Today sees the launch of a new report called “What’s important to me. A Review of Choice in End of Life Care”, written by The Choice in End of Life Care Programme Board.
This group was commissioned to provide advice to Government on improving the quality and experience of care for adults at the end of life, their carers and others who are important to them by expanding choice.
The report outlines the issues people approaching the end of life are currently facing and offers a blueprint for how greater choice in end of life care can be achieved. Our Head of Policy & Campaigns, Preth Rao, has written about our involvement and the difference that good end of life care makes.
You can read the full Review of Choice in End of Life Care report here
A privilege to be part of this
"Sue Ryder was privileged to be a member of the Programme Board for the Choice Review into end of life care, which has today announced its official recommendations for improving care choices for dying people.
For the first time ever, recommendations for a National Choice Offer to be implemented by 2020 have been suggested; this is a historic landmark which will signify a huge improvement in what it will be like for people to die in England.
We've been campaigning to improve end of life care and support services for dying people and their families for decades and the Choice Review’s recommendations have reinforced many of our priorities. In October 2014, we launched our Dying doesn’t work 9 to 5 campaign
, calling for dying people and their families to have access to 24/7 coordinated care and support services.
Support from over 44,000 people
Our petition has already received over 44,000 signatures, with members of the public really getting behind our call. We're therefore particularly pleased that the Choice Review has recommended dedicated care co-ordination at the end of life.
It says that each person in need of end of life care should be offered a care coordinator who would be their first point of contact in relation to their care and preferences.
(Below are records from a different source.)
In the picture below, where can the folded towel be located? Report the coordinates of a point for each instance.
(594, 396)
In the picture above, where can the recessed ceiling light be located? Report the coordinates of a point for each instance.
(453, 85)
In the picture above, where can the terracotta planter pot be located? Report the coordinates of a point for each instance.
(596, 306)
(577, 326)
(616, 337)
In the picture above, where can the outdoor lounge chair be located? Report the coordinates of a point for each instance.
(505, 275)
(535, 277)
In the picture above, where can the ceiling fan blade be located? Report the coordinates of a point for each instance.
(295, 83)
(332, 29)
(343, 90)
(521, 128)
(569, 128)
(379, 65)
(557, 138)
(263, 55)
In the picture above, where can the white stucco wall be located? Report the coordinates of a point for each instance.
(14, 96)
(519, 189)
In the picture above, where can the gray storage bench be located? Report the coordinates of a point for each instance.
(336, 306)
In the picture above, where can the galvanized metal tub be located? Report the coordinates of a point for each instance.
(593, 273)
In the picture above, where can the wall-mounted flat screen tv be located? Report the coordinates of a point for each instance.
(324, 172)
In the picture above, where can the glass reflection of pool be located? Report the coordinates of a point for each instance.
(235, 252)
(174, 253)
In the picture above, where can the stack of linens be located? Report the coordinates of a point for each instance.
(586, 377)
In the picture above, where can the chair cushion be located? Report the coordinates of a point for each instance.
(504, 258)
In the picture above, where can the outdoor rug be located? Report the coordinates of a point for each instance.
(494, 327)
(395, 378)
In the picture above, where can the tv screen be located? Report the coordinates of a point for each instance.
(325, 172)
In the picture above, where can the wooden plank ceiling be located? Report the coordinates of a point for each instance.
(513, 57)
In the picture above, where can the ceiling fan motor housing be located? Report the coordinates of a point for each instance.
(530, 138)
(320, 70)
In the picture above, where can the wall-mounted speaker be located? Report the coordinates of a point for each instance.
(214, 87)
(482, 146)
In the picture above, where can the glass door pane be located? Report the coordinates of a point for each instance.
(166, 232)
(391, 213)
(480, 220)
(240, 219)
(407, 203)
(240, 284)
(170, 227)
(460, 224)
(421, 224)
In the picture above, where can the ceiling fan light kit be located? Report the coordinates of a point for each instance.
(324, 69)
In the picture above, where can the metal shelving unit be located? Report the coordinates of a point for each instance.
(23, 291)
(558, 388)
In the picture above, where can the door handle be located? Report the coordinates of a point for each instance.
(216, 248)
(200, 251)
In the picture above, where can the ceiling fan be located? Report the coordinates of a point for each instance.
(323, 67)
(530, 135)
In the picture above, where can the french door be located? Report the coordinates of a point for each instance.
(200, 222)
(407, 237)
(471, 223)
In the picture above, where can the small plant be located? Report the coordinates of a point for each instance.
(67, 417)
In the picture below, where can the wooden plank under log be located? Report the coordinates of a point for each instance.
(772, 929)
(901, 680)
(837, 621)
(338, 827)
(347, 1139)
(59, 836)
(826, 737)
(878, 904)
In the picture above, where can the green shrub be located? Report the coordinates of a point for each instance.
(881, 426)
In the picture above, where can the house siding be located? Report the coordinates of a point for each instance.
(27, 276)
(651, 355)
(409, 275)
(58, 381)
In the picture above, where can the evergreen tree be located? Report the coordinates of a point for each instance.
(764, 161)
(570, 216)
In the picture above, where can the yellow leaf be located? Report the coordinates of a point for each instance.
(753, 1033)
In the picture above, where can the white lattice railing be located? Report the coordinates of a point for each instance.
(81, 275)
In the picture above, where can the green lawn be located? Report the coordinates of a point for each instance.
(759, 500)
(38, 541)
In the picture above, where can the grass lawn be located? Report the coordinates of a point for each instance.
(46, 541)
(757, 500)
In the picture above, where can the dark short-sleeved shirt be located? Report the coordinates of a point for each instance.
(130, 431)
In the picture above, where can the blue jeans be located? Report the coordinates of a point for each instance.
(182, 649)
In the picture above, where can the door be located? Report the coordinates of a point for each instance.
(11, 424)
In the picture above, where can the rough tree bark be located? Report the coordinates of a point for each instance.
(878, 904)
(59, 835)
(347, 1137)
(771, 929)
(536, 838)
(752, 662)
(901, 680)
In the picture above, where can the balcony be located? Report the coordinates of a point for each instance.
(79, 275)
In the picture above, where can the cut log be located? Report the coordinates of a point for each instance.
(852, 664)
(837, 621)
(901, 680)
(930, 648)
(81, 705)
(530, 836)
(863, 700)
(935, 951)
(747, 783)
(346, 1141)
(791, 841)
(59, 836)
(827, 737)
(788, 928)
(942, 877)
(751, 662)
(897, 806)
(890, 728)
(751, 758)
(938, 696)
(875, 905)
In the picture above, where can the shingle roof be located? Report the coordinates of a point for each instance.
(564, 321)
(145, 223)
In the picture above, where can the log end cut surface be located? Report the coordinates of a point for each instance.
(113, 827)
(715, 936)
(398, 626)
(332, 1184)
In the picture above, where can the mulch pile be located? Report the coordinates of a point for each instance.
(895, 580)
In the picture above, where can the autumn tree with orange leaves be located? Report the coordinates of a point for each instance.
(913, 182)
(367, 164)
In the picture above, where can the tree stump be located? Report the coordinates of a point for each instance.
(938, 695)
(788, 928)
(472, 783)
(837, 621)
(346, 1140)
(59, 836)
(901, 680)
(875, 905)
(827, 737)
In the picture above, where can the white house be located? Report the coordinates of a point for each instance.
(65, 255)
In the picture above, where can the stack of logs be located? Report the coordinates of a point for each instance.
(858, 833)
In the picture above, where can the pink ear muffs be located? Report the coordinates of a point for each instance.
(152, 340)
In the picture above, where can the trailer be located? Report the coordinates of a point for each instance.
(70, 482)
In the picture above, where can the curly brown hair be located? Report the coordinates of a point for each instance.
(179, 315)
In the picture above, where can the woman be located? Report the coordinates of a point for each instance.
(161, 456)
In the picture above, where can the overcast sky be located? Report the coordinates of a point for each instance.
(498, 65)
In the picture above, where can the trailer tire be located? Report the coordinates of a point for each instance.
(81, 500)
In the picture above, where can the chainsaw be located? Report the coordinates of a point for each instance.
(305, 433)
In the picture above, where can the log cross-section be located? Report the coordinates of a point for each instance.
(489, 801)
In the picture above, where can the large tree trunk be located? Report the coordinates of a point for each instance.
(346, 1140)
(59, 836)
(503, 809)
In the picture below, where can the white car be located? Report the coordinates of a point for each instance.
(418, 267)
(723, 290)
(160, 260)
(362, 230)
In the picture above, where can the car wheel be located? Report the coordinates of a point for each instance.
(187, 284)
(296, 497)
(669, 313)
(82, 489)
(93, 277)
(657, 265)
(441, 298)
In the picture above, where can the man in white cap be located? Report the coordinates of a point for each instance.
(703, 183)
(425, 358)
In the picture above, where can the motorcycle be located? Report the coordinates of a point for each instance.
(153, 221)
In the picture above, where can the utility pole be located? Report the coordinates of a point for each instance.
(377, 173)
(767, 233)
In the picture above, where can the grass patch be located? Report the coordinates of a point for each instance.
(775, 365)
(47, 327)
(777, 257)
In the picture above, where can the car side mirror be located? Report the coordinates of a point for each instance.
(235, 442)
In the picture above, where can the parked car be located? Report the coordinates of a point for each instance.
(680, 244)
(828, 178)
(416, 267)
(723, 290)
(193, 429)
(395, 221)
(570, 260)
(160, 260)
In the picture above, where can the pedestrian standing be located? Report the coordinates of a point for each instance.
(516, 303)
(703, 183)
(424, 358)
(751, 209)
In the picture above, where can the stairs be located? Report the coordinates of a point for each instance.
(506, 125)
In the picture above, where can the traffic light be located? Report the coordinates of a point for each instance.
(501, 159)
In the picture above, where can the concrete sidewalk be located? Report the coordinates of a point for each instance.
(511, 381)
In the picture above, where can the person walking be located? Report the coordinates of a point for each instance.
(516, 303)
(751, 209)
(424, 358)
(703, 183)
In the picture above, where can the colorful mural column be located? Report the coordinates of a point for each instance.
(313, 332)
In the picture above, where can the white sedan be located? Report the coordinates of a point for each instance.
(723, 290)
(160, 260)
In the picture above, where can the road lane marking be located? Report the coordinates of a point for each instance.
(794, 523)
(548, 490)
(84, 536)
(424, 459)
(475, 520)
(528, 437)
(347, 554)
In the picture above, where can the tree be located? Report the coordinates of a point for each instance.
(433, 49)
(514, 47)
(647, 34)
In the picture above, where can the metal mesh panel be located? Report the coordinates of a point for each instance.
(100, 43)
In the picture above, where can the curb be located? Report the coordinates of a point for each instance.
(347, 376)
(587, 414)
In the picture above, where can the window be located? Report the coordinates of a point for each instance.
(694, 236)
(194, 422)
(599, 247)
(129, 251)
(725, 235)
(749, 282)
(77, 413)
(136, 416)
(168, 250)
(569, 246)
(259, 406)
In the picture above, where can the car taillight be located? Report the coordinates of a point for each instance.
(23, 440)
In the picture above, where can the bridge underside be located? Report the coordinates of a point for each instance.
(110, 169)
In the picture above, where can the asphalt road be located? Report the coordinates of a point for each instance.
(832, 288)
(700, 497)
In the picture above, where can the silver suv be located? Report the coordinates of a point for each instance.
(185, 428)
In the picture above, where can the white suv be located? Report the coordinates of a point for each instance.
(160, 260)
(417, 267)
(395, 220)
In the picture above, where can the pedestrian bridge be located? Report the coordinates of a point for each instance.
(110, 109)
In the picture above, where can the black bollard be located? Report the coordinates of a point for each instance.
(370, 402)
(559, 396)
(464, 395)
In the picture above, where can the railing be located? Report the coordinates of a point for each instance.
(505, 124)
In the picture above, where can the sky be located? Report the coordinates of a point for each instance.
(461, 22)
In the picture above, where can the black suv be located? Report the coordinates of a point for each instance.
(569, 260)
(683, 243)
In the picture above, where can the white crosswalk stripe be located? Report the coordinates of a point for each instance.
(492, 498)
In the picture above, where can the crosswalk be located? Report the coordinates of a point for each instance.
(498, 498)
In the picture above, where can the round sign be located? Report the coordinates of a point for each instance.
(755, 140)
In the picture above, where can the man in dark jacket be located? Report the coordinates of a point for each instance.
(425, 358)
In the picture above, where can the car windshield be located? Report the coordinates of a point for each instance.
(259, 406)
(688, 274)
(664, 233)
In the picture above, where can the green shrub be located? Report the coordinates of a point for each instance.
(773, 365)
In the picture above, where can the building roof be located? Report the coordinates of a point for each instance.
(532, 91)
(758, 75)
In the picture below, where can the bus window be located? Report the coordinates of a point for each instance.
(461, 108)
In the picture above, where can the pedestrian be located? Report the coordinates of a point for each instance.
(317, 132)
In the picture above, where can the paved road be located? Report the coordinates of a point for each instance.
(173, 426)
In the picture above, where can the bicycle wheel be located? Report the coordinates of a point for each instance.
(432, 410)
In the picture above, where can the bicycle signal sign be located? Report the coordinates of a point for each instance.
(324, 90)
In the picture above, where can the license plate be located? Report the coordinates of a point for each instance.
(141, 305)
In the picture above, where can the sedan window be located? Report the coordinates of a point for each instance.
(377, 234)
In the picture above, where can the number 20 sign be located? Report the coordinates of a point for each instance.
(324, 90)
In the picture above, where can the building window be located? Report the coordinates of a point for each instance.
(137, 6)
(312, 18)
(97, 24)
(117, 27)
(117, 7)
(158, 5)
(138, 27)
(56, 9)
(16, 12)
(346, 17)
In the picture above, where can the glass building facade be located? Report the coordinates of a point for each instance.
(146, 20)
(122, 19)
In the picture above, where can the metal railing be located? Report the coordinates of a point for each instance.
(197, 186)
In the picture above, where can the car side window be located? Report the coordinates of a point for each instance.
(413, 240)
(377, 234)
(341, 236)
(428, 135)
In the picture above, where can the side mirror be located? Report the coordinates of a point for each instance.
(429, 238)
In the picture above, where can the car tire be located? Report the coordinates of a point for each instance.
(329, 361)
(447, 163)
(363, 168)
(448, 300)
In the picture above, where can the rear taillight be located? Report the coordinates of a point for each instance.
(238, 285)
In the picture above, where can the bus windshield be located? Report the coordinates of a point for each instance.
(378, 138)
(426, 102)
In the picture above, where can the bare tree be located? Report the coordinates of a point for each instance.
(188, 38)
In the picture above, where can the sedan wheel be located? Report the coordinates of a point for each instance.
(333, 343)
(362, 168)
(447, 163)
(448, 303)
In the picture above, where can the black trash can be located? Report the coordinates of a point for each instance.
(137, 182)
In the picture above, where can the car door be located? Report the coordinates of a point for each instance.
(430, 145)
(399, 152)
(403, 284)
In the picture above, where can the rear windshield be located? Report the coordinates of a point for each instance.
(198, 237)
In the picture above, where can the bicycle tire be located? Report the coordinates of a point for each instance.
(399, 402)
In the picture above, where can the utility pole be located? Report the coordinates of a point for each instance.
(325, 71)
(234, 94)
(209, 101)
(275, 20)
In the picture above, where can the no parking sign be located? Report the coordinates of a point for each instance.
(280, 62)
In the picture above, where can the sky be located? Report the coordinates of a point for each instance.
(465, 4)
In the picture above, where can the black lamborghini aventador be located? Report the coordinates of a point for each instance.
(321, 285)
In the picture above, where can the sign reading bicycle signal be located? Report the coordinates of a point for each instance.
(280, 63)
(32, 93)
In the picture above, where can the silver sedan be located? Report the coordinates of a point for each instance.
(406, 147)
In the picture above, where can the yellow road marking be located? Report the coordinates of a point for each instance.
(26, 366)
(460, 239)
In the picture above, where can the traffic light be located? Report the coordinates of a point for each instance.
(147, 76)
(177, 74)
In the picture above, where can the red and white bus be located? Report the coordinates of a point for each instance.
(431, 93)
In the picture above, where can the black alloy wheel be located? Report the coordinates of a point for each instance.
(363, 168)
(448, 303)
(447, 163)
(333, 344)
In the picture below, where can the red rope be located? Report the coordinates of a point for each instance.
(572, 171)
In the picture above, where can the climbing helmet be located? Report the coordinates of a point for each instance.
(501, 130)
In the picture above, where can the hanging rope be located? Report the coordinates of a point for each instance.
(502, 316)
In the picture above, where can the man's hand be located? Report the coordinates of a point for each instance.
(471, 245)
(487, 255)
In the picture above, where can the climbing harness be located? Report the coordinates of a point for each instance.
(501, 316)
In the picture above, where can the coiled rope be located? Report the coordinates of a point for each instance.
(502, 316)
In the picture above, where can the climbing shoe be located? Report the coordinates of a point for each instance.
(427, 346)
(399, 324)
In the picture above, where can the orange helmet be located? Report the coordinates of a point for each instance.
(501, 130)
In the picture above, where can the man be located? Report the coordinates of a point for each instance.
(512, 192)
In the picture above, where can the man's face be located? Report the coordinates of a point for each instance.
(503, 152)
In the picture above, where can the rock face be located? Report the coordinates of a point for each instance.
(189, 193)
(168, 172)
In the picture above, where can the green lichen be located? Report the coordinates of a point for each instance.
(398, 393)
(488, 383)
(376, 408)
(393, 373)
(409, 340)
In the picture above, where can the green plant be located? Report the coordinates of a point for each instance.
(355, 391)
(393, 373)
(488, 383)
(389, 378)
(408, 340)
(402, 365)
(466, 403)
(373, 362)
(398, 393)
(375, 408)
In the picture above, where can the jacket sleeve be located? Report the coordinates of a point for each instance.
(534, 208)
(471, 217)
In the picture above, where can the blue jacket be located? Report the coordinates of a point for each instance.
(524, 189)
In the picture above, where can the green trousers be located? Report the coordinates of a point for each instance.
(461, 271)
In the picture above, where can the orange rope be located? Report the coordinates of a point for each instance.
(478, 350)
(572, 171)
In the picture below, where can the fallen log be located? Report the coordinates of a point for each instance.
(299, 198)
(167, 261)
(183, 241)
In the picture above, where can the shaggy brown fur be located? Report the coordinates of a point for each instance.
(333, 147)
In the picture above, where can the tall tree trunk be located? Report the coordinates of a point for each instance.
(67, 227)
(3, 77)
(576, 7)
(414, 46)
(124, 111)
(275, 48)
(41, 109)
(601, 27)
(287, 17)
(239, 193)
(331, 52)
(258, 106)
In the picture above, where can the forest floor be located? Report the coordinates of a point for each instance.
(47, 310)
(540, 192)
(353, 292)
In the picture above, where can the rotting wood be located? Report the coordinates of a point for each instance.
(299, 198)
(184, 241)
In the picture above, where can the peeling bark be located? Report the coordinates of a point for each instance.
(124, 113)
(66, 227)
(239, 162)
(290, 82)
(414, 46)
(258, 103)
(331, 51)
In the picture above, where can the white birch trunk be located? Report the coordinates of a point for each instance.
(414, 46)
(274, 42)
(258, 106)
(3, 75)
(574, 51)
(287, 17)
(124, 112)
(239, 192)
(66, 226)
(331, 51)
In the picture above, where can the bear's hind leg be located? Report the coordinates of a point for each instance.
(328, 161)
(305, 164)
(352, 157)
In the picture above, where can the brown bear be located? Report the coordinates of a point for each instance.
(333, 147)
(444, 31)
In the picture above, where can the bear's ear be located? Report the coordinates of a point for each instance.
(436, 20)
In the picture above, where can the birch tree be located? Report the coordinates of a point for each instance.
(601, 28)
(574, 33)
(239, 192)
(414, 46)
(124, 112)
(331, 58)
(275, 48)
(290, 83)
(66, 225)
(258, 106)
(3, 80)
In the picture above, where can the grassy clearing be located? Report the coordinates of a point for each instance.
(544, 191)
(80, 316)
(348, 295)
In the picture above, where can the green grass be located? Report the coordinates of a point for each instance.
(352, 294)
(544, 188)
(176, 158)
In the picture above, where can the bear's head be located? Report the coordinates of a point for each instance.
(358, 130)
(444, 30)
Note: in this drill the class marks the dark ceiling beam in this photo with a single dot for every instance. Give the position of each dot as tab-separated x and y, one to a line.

This recognises how essential it is to ensure dying people have their choices and preferences respected which in turn significantly improves their quality of life.
We've also been campaigning for free and fast access to social care for individuals at the end of life, alongside a number of other charities - and we therefore also welcome the Review’s strong recommendation for the Government to implement a clear policy and make this a reality.
Greater equality in access to services
As a provider of palliative and neurological care, we are committed to ensuring choice and control at the end of life genuinely exists for everyone and we hope that the Review's recommendations will help to ensure that there is greater equality in access to end of life services, regardless of condition, age or where you live.
We need to make sure that choice exists for everyone, where possible, as a result of this Review.
It's also been recognised that there needs to be improved availability of around the clock palliative services in the community and that there's a need to deliver more choice for people to help prevent long and unnecessary hospital stays.
Recent research undertaken as part of our Dying doesn’t work 9 to 5 campaign
clearly demonstrated that the provision of palliative services in the community varies greatly, with only 40 out of 180 CCGs who responded commissioning community matrons and just over half commissioning palliative social workers. These roles can be critical in helping people to die in their place of preference, which is usually at home, by ensuring that they and their loved ones receive the tailored care and support that they need and deserve.
We eagerly await the Government’s response to the Choice Review and look forward to seeing its recommendations for improving end of life care and choices become a reality. For this to happen we need £130million investment in social care and NHS services in the next spending to make a national choice offer at end of life a reality as clearly set out by the Review.”